Does that apply to "<" on strings as well or is it specific to collation?
Andy
On 24/10/16 21:25, james anderson wrote:
good evening;
On 2016-10-24, at 14:02, Osma Suominen <[email protected]> wrote:
Hi!
I'm looking into an issue [1] we have in the Skosmos application with the
ordering of literals as returned by a SPARQL query served by Fuseki. It appears
that when using ORDER BY, the order of literals is based on Unicode collation
order (or something similar). This is not always optimal for user-facing
applications where language-specific collation order would be expected.
...
Based on what I found out, SPARQL doesn't really state the collation order of literals
[3,4,5]. Often generic Unicode collation is used. However, Dydra, a cloud-based triple
store, has special support for language-specific collation [5]. There, the logic is this:
"plain literals which share a language tag are ordered according to the collation
rules for the respective language" [5,6]. Implementing collation this way makes a
lot of sense to me.
Could the same be done with Jena ARQ? Either by changing the current sorting
implementation to be language-aware, or by using some custom extension function
to pre-process the literals into strings that can then be compared using ORDER
BY? Would this be a lot of work to implement?
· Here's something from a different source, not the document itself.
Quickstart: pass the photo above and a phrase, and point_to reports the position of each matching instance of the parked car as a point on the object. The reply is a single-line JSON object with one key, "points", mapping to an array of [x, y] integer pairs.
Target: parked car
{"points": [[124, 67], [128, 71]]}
I note that there is basic language-sensitive collation support available in
the Collator class [7] introduced in Java 7. A possibly more complete (and
apparently faster) Collator implementation [8] is available in the ICU4J
library.
in the interest of promoting interoperability, i note, we use the icu-project
library.
best regards, from berlin,
---
james anderson | [email protected] | http://dydra.com